Identification of orbital pumping from spin pumping and rectification effects

TL;DR

This paper demonstrates experimental methods to distinguish orbital pumping from spin pumping and rectification effects in bilayer structures, advancing the understanding of pure orbital current generation from ferromagnets.

Contribution

It introduces techniques to separate orbital pumping signals from spin-related effects by analyzing voltage angular and spatial dependencies.

Findings

Sign reversal of voltage indicates orbital pumping presence.

Distinct angular dependence differentiates orbital from spin effects.

Spatial analysis helps isolate orbital pumping signals.

Abstract

The recently predicted mechanism of orbital pumping enables the generation of pure orbital current from a precessing ferromagnet (FM) without the need for electrical current injection. This orbital current can be efficiently injected into an adjacent nonmagnetic material (NM) without being hampered by electrical conductivity mismatch.

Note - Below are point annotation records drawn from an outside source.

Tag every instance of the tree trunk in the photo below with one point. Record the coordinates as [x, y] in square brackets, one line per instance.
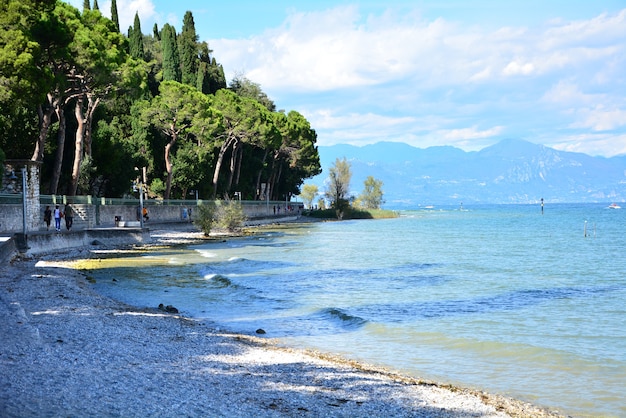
[233, 165]
[220, 159]
[45, 120]
[277, 179]
[239, 159]
[168, 162]
[58, 158]
[258, 177]
[92, 104]
[78, 150]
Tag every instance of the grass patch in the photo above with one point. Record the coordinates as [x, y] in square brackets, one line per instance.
[353, 213]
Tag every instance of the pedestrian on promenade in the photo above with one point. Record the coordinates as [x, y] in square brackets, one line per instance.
[57, 218]
[69, 217]
[47, 217]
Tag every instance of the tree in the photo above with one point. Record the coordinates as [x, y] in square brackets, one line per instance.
[338, 186]
[114, 17]
[99, 54]
[240, 121]
[372, 196]
[176, 112]
[171, 58]
[296, 157]
[188, 49]
[308, 194]
[136, 40]
[246, 88]
[32, 40]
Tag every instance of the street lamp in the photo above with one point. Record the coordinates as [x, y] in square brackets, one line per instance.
[140, 182]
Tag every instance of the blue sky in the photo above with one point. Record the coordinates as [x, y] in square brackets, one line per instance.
[447, 72]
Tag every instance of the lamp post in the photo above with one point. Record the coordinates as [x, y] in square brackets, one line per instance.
[141, 204]
[140, 181]
[24, 200]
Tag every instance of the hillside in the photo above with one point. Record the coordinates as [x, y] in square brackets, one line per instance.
[512, 171]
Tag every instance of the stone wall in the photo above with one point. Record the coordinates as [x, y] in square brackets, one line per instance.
[88, 216]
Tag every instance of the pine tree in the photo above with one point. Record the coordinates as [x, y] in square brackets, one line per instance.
[136, 40]
[188, 48]
[171, 59]
[114, 17]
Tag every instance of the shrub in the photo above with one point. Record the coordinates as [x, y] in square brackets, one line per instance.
[229, 215]
[205, 217]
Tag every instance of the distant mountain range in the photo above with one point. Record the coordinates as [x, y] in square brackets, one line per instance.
[512, 171]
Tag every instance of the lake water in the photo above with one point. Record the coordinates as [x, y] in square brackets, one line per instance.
[500, 298]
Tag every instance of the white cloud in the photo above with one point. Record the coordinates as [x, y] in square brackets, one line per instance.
[600, 119]
[593, 144]
[518, 68]
[126, 10]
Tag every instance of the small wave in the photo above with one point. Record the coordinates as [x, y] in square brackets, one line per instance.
[206, 254]
[345, 318]
[219, 280]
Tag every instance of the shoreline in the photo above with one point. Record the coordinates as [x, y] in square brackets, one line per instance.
[69, 351]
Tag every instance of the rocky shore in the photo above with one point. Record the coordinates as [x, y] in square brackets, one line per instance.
[67, 351]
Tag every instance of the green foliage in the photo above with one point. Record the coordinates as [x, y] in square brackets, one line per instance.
[372, 195]
[157, 188]
[51, 54]
[188, 48]
[309, 192]
[136, 40]
[352, 213]
[205, 217]
[87, 170]
[338, 187]
[171, 58]
[246, 88]
[114, 16]
[229, 215]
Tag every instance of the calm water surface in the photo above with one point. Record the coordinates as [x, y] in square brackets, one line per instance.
[500, 298]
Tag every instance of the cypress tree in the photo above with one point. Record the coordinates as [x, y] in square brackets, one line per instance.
[203, 80]
[188, 48]
[136, 40]
[171, 59]
[114, 17]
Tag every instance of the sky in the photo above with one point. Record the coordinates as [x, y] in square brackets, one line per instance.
[427, 73]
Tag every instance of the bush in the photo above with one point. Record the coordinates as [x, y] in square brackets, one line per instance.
[230, 215]
[205, 217]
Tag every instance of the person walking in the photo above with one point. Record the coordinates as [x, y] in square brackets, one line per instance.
[69, 217]
[47, 217]
[57, 218]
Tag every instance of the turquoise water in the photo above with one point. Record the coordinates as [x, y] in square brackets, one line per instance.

However, experimentally identifying this novel effect presents significant challenges due to the substantial background contributions from spin pumping and spin rectification effects (SREs). In this work, we disentangle the effects of orbital pumping from spin pumping in bilayer structures composed of Nb/Ni and Nb/$\mathrm{Fe_{60}Co_{20}B_{20}}$ by observing a sign reversal of the measured voltage. This reversal arises from the competing signs of the spin and orbital Hall effects in the Nb. We establish methods to differentiate the pumping signal from SREs by analyzing the distinct angular dependence of the measured voltage and its spatial dependence relative to the radio frequency excitation source.